En el verano de 2016, llegué a Praga, proveniente de Bruselas. Los agentes migratorios al ver mi pasaporte y mi porte mexicano, se intercambiaron miradas; amablemente me pidieron que abriera mi maleta, la cual revisaron meticulosamente y comenzaron a hacerme una larga lista de preguntas. La razón fue obvia, revisaban a detalle a los mexicanos que ingresaran a Praga. Después me contaron cómo los cárteles mexicanos poco a poco desplazaban a los rusos y árabes.

Uno de mis ahijados, mochila al hombro y pocos euros en la cartera, fue a Holanda y Alemania para las fiestas navideñas. En la calle un sujeto le preguntó su nacionalidad. Al responderle que era mexicano, el tipo le dijo “narcos”, “Chapo…ok”.

Cada día es más común que la cara de México en ciudades europeas y de otras partes del mundo sea la violencia, el narco, los narcotraficantes. Era de esperarse una imagen así, porque en los sitios de turismo europeo, como la Riviera Maya, los ajusticiamientos entre criminales se han vuelto cotidianos. ¿Por qué extrañarnos de esta situación, si los carteles mexicanos han desplazado a los colombianos y afganos en el viejo continente? ¿De qué sorprendernos, si en las redes sociales, las series, la música y las películas de los últimos años se han dedicado a hacer apología del narco?

El lenguaje del narco es la violencia y su estrategia, el terror. Los medios y los mensajes se han diversificado y complejizado.

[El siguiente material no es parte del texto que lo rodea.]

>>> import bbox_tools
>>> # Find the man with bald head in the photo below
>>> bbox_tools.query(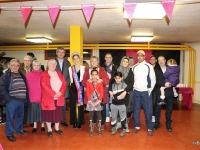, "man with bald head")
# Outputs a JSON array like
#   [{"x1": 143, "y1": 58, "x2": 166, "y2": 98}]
[{"x1": 154, "y1": 56, "x2": 174, "y2": 132}]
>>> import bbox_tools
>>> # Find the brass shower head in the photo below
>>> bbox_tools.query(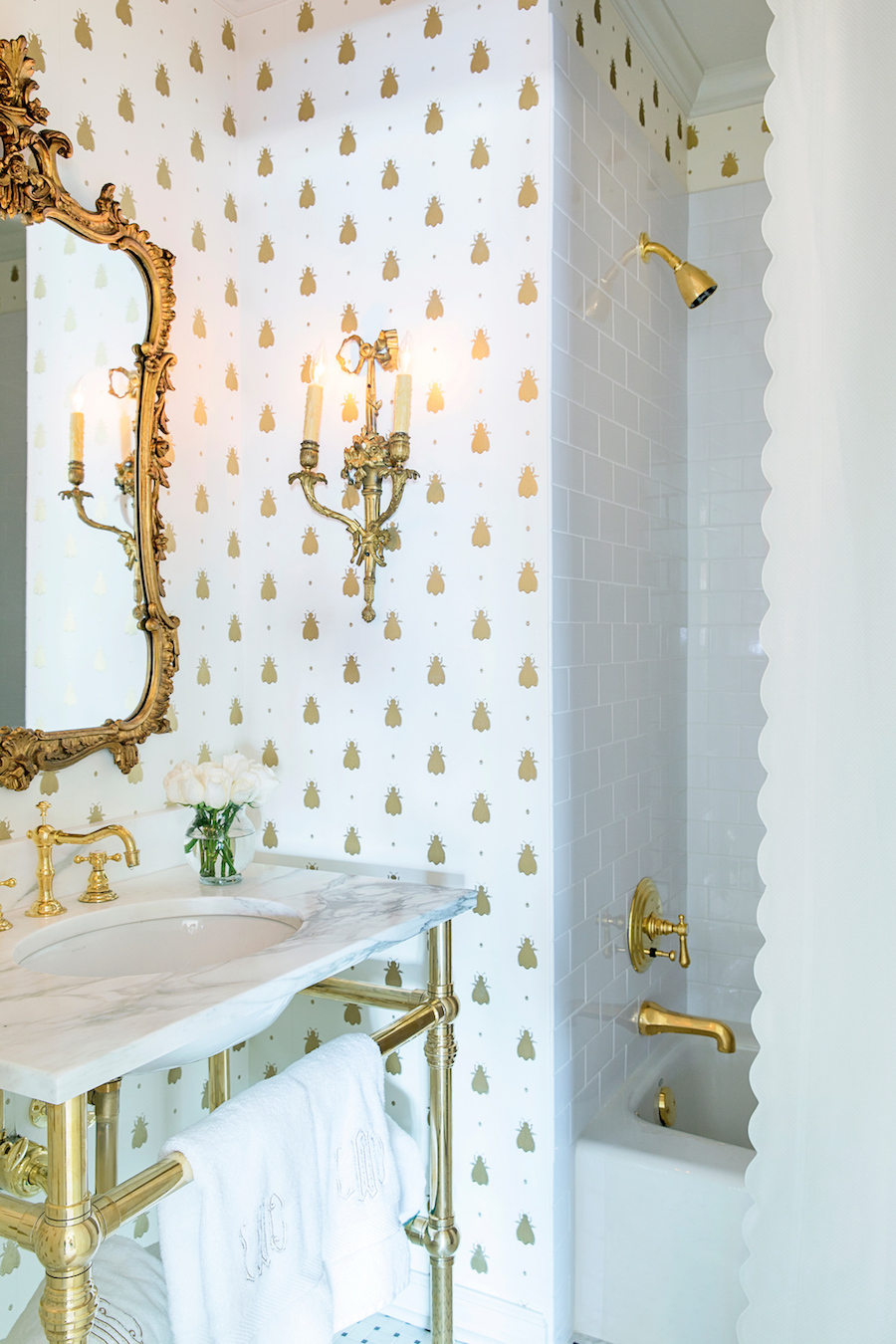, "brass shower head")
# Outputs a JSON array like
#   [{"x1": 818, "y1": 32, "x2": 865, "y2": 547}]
[{"x1": 638, "y1": 234, "x2": 718, "y2": 308}]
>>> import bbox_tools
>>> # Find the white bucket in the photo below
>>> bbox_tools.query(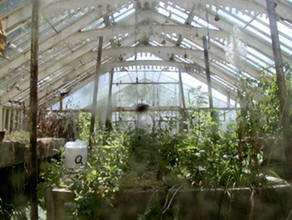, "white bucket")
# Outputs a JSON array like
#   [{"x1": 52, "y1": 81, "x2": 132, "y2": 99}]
[{"x1": 64, "y1": 139, "x2": 87, "y2": 171}]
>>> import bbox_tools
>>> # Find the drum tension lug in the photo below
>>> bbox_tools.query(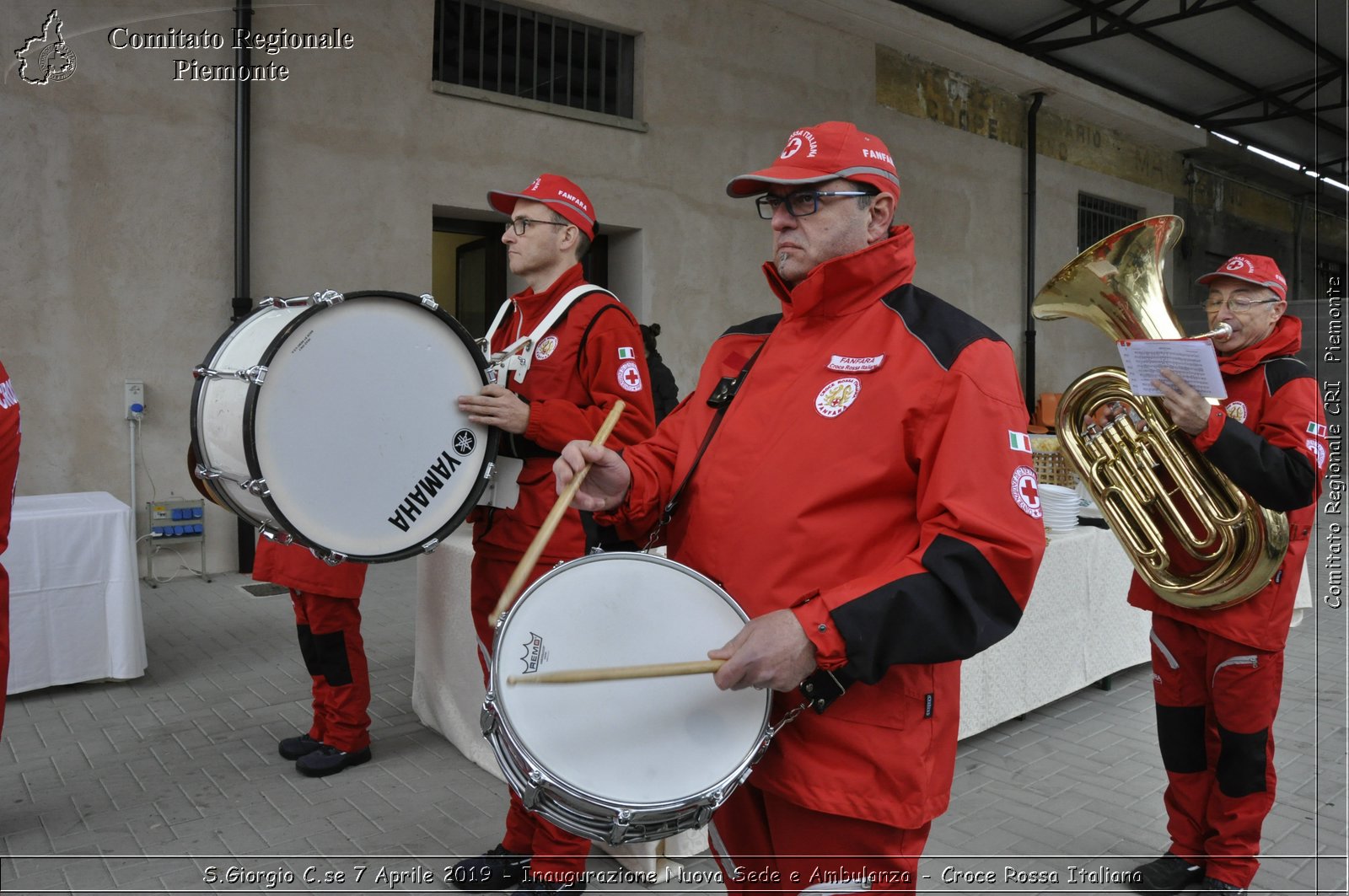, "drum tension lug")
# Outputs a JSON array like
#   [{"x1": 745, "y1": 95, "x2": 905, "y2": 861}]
[
  {"x1": 609, "y1": 808, "x2": 632, "y2": 846},
  {"x1": 261, "y1": 526, "x2": 295, "y2": 544},
  {"x1": 477, "y1": 694, "x2": 497, "y2": 737},
  {"x1": 309, "y1": 548, "x2": 347, "y2": 566}
]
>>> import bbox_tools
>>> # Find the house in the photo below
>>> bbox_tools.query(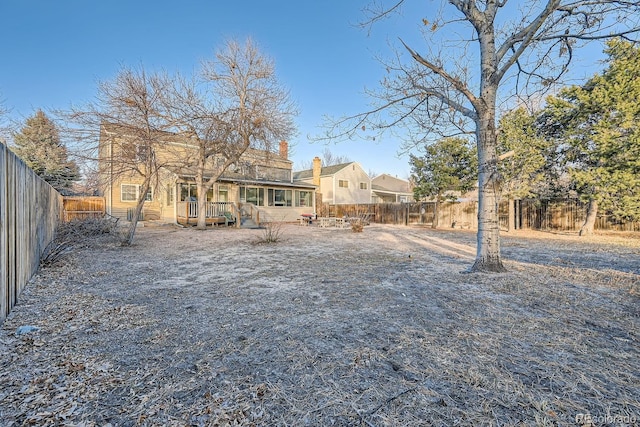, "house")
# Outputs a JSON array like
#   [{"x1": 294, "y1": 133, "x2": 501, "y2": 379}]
[
  {"x1": 371, "y1": 174, "x2": 414, "y2": 203},
  {"x1": 99, "y1": 125, "x2": 316, "y2": 224},
  {"x1": 293, "y1": 157, "x2": 371, "y2": 205}
]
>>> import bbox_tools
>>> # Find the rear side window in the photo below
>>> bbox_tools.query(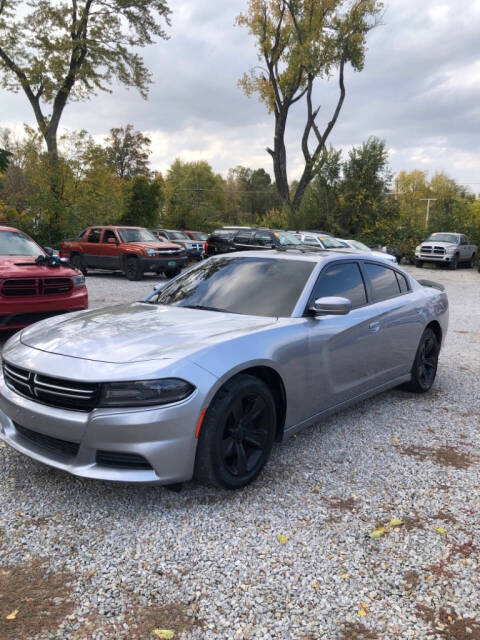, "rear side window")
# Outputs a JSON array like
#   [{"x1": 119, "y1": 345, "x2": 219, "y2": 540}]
[
  {"x1": 365, "y1": 262, "x2": 401, "y2": 302},
  {"x1": 313, "y1": 262, "x2": 367, "y2": 309},
  {"x1": 88, "y1": 229, "x2": 102, "y2": 242},
  {"x1": 395, "y1": 271, "x2": 410, "y2": 293}
]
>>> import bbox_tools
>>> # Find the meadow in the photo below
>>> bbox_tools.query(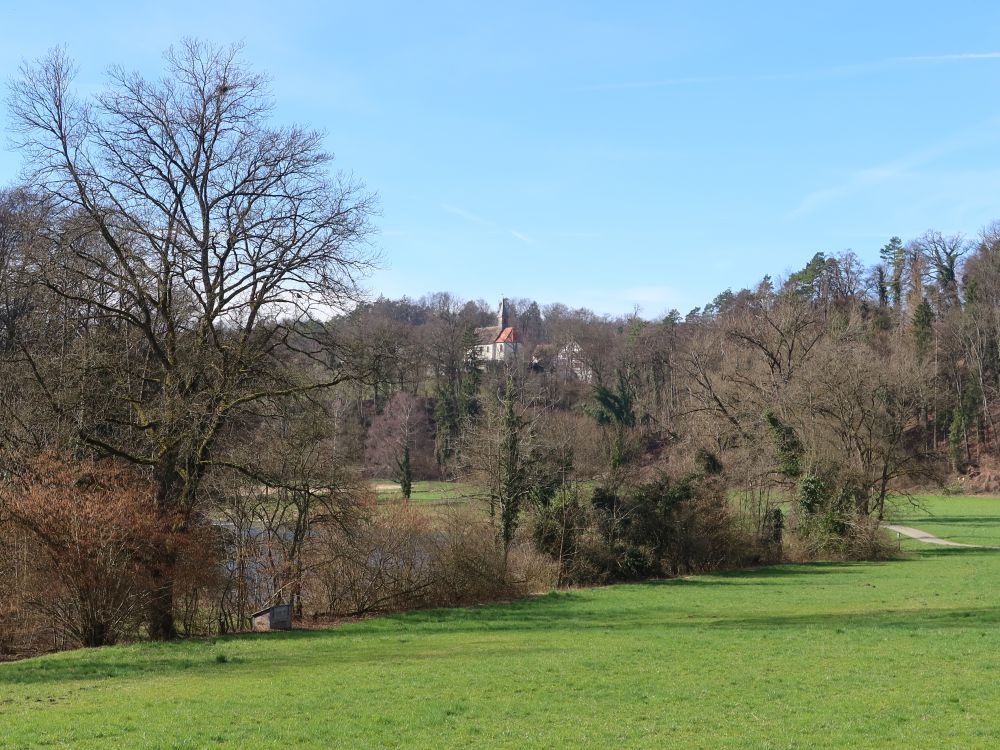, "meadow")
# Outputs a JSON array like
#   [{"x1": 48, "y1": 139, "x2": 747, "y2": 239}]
[
  {"x1": 0, "y1": 497, "x2": 1000, "y2": 748},
  {"x1": 372, "y1": 479, "x2": 479, "y2": 505}
]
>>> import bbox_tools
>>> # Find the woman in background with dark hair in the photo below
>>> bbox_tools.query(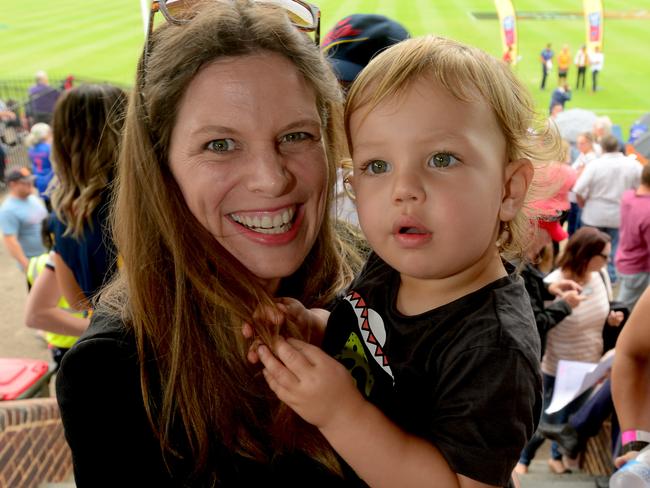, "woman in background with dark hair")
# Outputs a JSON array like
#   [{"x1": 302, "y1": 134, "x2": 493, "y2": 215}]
[
  {"x1": 52, "y1": 85, "x2": 127, "y2": 310},
  {"x1": 516, "y1": 227, "x2": 623, "y2": 473}
]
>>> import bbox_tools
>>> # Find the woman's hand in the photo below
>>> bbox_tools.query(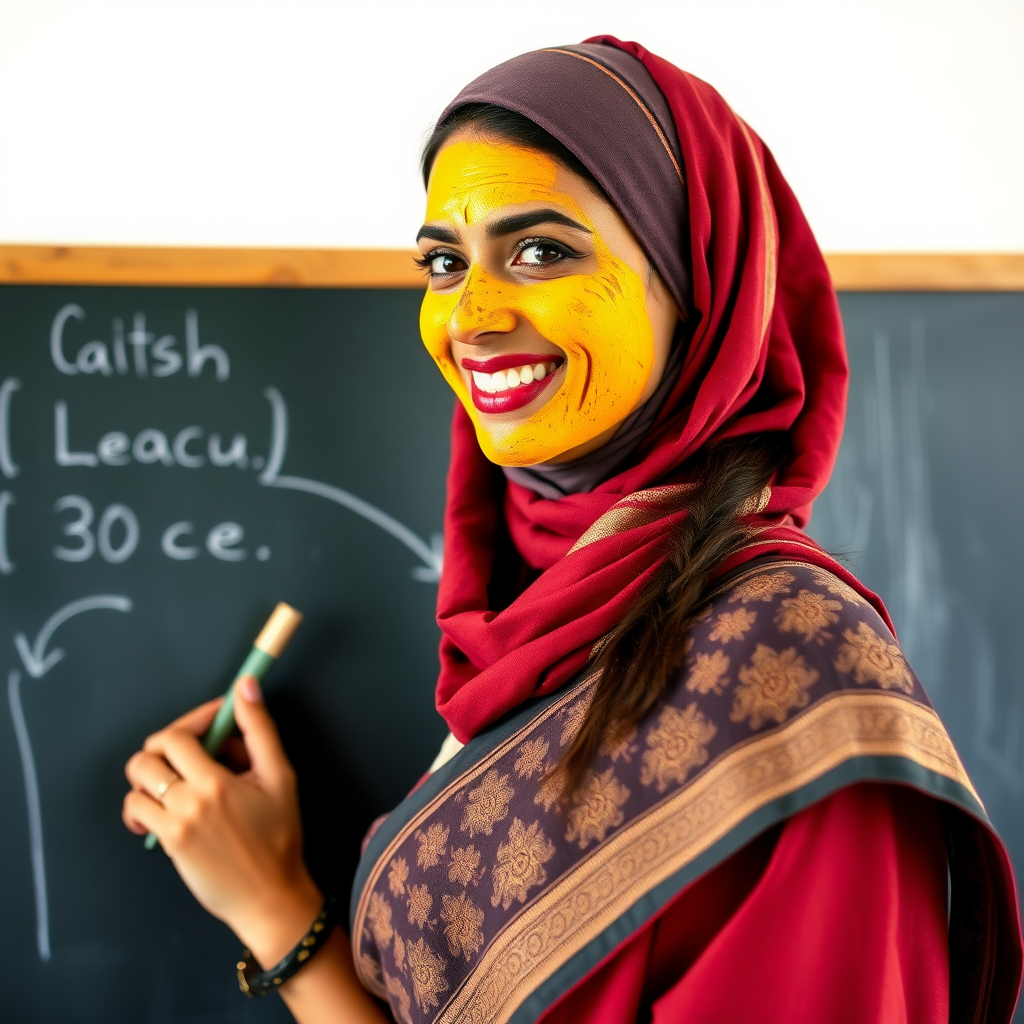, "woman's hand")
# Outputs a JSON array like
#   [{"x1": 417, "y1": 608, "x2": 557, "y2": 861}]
[{"x1": 122, "y1": 677, "x2": 322, "y2": 968}]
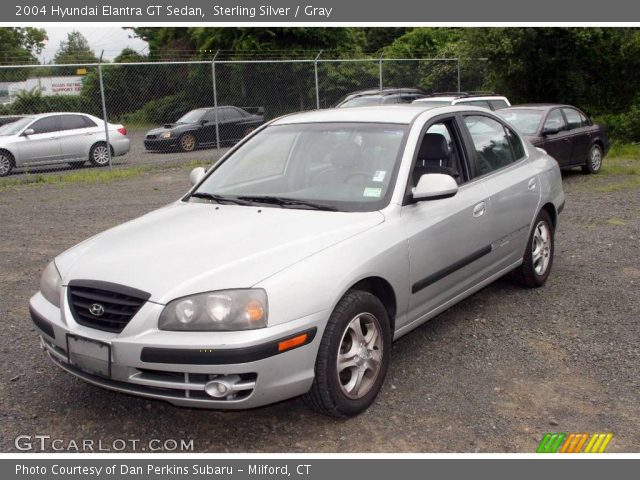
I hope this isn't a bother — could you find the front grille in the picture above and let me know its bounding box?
[69,281,150,333]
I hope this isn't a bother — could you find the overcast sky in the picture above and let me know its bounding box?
[40,26,147,63]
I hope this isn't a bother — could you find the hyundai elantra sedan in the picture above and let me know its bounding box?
[30,106,564,417]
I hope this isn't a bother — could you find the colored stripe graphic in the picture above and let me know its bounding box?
[584,433,613,453]
[536,432,613,453]
[536,433,567,453]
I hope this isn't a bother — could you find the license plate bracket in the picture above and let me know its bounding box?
[67,333,111,378]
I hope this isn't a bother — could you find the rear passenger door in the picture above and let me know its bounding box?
[542,108,571,166]
[18,115,61,164]
[58,115,97,160]
[562,107,591,165]
[464,113,540,271]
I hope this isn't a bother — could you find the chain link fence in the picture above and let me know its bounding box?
[0,56,486,182]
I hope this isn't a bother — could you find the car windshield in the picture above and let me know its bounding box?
[192,123,408,211]
[338,96,382,108]
[176,108,206,123]
[0,117,33,135]
[496,109,544,135]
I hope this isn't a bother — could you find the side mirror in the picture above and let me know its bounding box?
[411,173,458,201]
[189,167,206,186]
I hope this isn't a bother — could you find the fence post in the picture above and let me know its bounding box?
[98,50,111,170]
[313,50,322,110]
[211,50,220,155]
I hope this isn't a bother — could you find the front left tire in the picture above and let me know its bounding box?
[304,290,391,417]
[0,150,16,177]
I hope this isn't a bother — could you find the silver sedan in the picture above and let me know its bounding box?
[0,113,130,177]
[30,106,564,416]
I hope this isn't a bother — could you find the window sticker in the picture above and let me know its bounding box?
[372,170,387,182]
[362,187,382,198]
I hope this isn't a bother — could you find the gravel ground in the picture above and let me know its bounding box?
[0,169,640,452]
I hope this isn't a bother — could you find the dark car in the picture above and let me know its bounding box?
[496,104,609,173]
[0,115,23,127]
[336,87,425,108]
[144,106,264,152]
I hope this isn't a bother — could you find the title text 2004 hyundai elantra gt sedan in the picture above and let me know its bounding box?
[30,106,564,416]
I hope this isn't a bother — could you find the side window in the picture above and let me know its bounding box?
[202,108,227,123]
[489,100,509,110]
[464,115,516,175]
[505,127,526,160]
[562,108,582,130]
[576,110,591,127]
[411,118,468,186]
[544,108,567,131]
[224,108,242,122]
[31,116,58,134]
[59,115,87,130]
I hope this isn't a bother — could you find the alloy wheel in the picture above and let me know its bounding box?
[531,221,551,276]
[93,145,109,165]
[337,313,383,399]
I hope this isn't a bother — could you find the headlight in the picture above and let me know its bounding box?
[40,262,62,308]
[158,288,268,332]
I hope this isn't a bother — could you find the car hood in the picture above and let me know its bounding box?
[56,202,384,304]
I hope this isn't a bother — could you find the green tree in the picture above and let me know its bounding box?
[53,30,98,65]
[0,27,47,82]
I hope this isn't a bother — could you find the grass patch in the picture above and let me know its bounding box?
[0,160,211,191]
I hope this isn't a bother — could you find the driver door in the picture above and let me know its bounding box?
[401,116,491,323]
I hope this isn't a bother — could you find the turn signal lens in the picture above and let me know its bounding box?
[278,333,309,352]
[244,299,264,323]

Podría decirse que los narcotraficantes tienen un plan de comunicación y cuentan con promotores que pueden o no estar en su nómina.

A las típicas balaceras de los años ochenta y noventa, siguieron las acciones para causar miedo como los decapitados, los colgados en puentes, los pozoles de ácido, los toques de queda, la leva, los levantados y ahora, los cuerpos abandonados en las plazas principales de ciudades, como ocurrió recientemente en Zacatecas.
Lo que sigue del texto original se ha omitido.